Feta Spinach Filo Pie Nutrition Facts (per serving)

  • Calories: 310
  • Total Fat: 20 g
  • Saturated Fat: 9 g
  • Carbohydrates: 20 g
  • Sugar: 2 g
  • Protein: 10 g
  • Sodium: 500 mg

FAQs

  • Can I use frozen spinach?
    Yes—thaw and squeeze out excess water before using.
  • Is it okay to skip the egg?
    Yes—the egg helps bind but the pie will still hold together without it.
  • Can I use puff pastry instead?
    You can, but it will be richer and less flaky than filo.
  • How do I prevent soggy filo?
    Ensure the spinach is well-drained and don’t overdo the filling.
  • Can I prep this ahead?
    Yes—assemble the pie and refrigerate until ready to bake (same day).

Try More Recipes:

Jamie Oliver Feta Spinach Filo Pie Recipe

Course: Dinner, LunchCuisine: British
Servings

6

servings
Prep time

15

minutes
Cooking time

30

minutes
Calories

310

kcal

A golden, crisp filo pie filled with spinach, feta, herbs, and lemon zest—simple and satisfying.

Ingredients

  • 500 g fresh spinach

  • 200 g feta cheese

  • 100 g ricotta or cottage cheese

  • 1 lemon, zest only

  • 1 clove garlic, minced

  • 2 tbsp chopped fresh herbs (mint or dill)

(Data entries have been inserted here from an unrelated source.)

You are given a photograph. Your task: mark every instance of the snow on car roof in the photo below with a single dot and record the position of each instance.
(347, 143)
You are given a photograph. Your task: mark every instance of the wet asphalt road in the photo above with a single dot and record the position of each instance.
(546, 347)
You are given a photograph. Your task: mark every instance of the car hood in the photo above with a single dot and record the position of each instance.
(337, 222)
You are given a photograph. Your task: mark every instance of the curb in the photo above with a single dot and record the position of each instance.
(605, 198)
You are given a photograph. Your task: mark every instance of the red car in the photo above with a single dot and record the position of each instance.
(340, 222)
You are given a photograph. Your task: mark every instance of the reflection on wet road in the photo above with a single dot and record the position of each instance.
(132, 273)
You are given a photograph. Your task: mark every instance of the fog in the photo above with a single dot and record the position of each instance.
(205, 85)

  • 4–6 sheets filo pastry

  • 2 tbsp olive oil

  • Salt and pepper to taste

  • Optional: 1 egg, beaten

Directions

  • Preheat oven to 375°F (190°C) and grease a pie dish.
  • Wilt spinach with garlic in olive oil, then drain and chop.
  • Mix spinach with cheeses, lemon zest, herbs, and egg (if using).
  • Line dish with filo sheets, brushing each with olive oil.
  • Add filling and fold filo edges over top.
  • Brush top with more oil and bake for 25–30 minutes.
  • Cool slightly and serve warm or room temperature.